I am asking the question in order to understand. I already know how to use sed
to fix my problem, following this answer:
$ cat myfile.csv | sed -n 1123p | cut -f2 | sed 's/\xC2\xA0/ /g' | od -An -c -b
L i s z t e s f e h e r \n
114 151 163 172 164 145 163 040 146 145 150 145 162 012
For information, the original file is in the .xlsx (Excel) format. As my computer runs Xubuntu, I opened it with LibreOffice Calc (v5.1). Then, I saved it as "Text CSV" with "Character set = Unicode (UTF-8)" and tab as field separator:
$ file myfile.csv
myfile.csv: UTF-8 Unicode text
Best Answer
It's the UTF-8 encoding of the U+00A0 Unicode character:
UTF-8 is an encoding of Unicode with a variable number of bytes per character. Unicode as a charset is a superset of iso8859-1 (aka latin1) itself a superset of ASCII.

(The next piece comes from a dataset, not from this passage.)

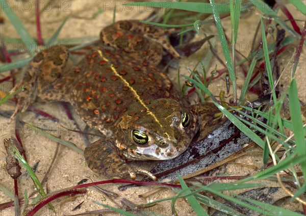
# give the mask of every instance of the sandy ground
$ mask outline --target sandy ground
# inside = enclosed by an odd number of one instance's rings
[[[48,2],[42,1],[41,5],[44,6],[47,9],[41,13],[41,22],[42,26],[42,34],[44,38],[49,38],[53,33],[61,24],[64,19],[69,15],[71,15],[61,32],[59,38],[84,38],[86,37],[95,37],[97,36],[101,28],[110,24],[112,21],[113,14],[113,6],[115,3],[117,5],[117,9],[115,13],[116,19],[144,19],[150,15],[152,10],[150,8],[127,8],[122,4],[123,2],[110,2],[104,1],[57,1],[54,5],[50,5]],[[30,34],[33,37],[36,37],[35,19],[34,16],[35,5],[34,2],[14,1],[10,4],[14,4],[15,7],[14,11],[21,19],[22,23]],[[300,14],[296,12],[294,8],[289,8],[292,11],[294,16]],[[99,12],[104,11],[103,13]],[[18,13],[17,12],[18,11]],[[162,12],[162,11],[161,12]],[[256,28],[257,25],[260,20],[261,15],[256,11],[249,11],[246,14],[242,14],[241,22],[240,23],[239,32],[239,43],[241,46],[239,51],[245,56],[249,53],[248,45],[251,42],[253,34]],[[10,23],[9,20],[3,13],[1,16],[4,17],[4,23],[0,25],[2,37],[18,38],[18,35]],[[295,17],[301,20],[304,17]],[[222,22],[223,26],[228,36],[230,35],[230,19],[224,19]],[[303,21],[297,22],[300,26],[302,26]],[[216,34],[216,30],[212,24],[205,25],[201,30],[202,32],[208,34]],[[10,45],[12,44],[10,44]],[[219,53],[219,56],[222,58],[221,48],[220,44],[217,44],[216,50]],[[20,46],[19,46],[20,47]],[[284,73],[282,76],[281,83],[284,88],[287,88],[289,83],[289,74],[291,70],[291,64],[288,62],[292,62],[291,57],[295,52],[296,46],[288,48],[288,51],[285,52],[280,56],[279,64],[281,70],[284,70]],[[199,58],[202,58],[207,53],[208,46],[206,44],[202,48],[191,57],[182,59],[178,64],[182,68],[181,73],[187,73],[187,67],[193,68],[197,63]],[[287,51],[287,50],[286,50]],[[241,57],[240,57],[241,58]],[[298,81],[298,86],[299,89],[299,98],[304,102],[306,102],[305,91],[305,83],[306,80],[305,49],[303,50],[300,58],[300,62],[297,69],[295,77]],[[218,64],[219,69],[222,68],[217,61],[213,61],[209,65],[207,65],[208,71],[211,71],[214,68],[216,64]],[[281,70],[282,71],[282,70]],[[173,69],[169,71],[169,76],[177,83],[176,75],[177,69]],[[242,86],[243,80],[241,78],[242,72],[238,69],[237,76],[238,77],[238,84]],[[225,90],[225,79],[224,76],[219,79],[218,82],[215,82],[210,89],[213,94],[218,95],[221,90]],[[8,92],[7,86],[2,86],[3,91]],[[6,88],[6,89],[5,89]],[[250,98],[252,96],[250,95]],[[60,123],[53,122],[46,118],[35,115],[31,112],[26,112],[23,114],[21,118],[23,121],[31,123],[40,127],[45,128],[47,130],[52,128],[54,130],[52,133],[57,136],[60,135],[62,139],[68,140],[75,143],[79,147],[84,149],[85,144],[81,136],[74,132],[71,132],[61,127],[61,125],[65,125],[70,129],[75,129],[75,126],[73,122],[68,119],[61,105],[59,103],[36,103],[34,106],[36,108],[44,111],[50,115],[56,116],[61,120]],[[1,105],[1,112],[12,111],[14,107],[13,105],[6,103]],[[85,124],[76,115],[74,115],[78,123],[80,125],[81,128],[84,128]],[[7,138],[10,133],[13,132],[13,125],[8,125],[7,121],[8,119],[1,116],[0,119],[1,127],[1,145],[0,146],[0,157],[1,169],[0,170],[1,176],[0,177],[1,184],[9,191],[13,193],[13,182],[6,172],[5,168],[6,151],[3,144],[3,139]],[[24,127],[21,128],[23,132],[21,134],[21,139],[23,142],[24,149],[27,152],[28,162],[31,166],[39,162],[36,174],[38,177],[41,179],[46,171],[48,165],[53,157],[56,148],[56,143],[44,138],[38,134],[37,131],[31,130],[29,128]],[[96,140],[97,138],[89,138],[90,142]],[[252,150],[249,154],[238,159],[235,162],[236,164],[228,164],[226,167],[226,174],[233,175],[251,175],[257,172],[263,165],[261,162],[261,151],[259,148],[256,148]],[[254,152],[258,152],[258,154]],[[258,154],[258,155],[257,155]],[[254,169],[250,169],[249,167],[246,167],[242,164],[247,164],[253,166]],[[237,167],[239,169],[237,169]],[[225,169],[224,167],[220,168],[220,172]],[[219,171],[217,171],[218,173]],[[219,173],[220,174],[220,173]],[[47,183],[44,185],[45,190],[48,192],[54,192],[62,188],[75,185],[79,181],[90,177],[93,181],[98,181],[107,180],[107,178],[104,176],[98,176],[92,172],[86,165],[82,155],[76,152],[71,150],[67,147],[61,146],[57,157],[56,159],[51,172],[49,174]],[[24,190],[27,189],[28,194],[31,194],[34,191],[33,182],[31,179],[26,175],[22,176],[18,179],[19,186],[20,197],[23,197]],[[271,182],[271,185],[277,186],[277,184]],[[137,188],[129,189],[125,192],[119,192],[117,190],[118,184],[107,184],[101,185],[101,187],[117,193],[119,197],[116,201],[120,203],[120,200],[123,198],[126,198],[134,203],[141,204],[147,203],[149,200],[156,200],[159,199],[174,196],[175,193],[170,190],[165,190],[149,196],[148,199],[142,199],[138,197],[139,195],[149,191],[154,188],[151,187],[146,187]],[[280,196],[283,197],[284,194]],[[3,192],[0,192],[0,202],[4,203],[12,200]],[[33,200],[30,200],[30,203]],[[76,196],[71,198],[64,198],[57,200],[53,203],[55,208],[55,212],[52,212],[47,207],[43,208],[37,215],[70,215],[94,210],[101,209],[104,208],[99,206],[93,201],[102,202],[111,206],[115,206],[113,203],[106,198],[105,196],[99,192],[94,188],[89,188],[88,193],[84,195]],[[81,202],[85,201],[81,208],[74,211],[71,211],[75,206]],[[171,215],[170,201],[165,201],[156,205],[148,209],[148,211],[158,212],[160,214],[170,215]],[[299,206],[298,206],[298,207]],[[190,207],[188,202],[183,199],[178,200],[176,202],[175,207],[179,215],[195,215],[195,213]],[[296,208],[292,204],[290,208]],[[294,209],[294,208],[293,208]],[[109,214],[114,214],[111,213]],[[98,215],[98,213],[96,213]],[[0,212],[1,215],[14,215],[13,208],[7,209]]]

While in iso8859-1, the non-breaking-space character (codepoint 0xa0 in iso8859-1 like in Unicode) would be expressed as a one 0xa0 byte, in UTF-8, only code points 0 to 127 are expressed as one byte (which makes UTF-8 a superset of ASCII or in other words ASCII files are also UTF-8 files).
Code points over 128 are encoded with more bytes per characters. See Wikipedia for details of the UTF-8 encoding algorithm.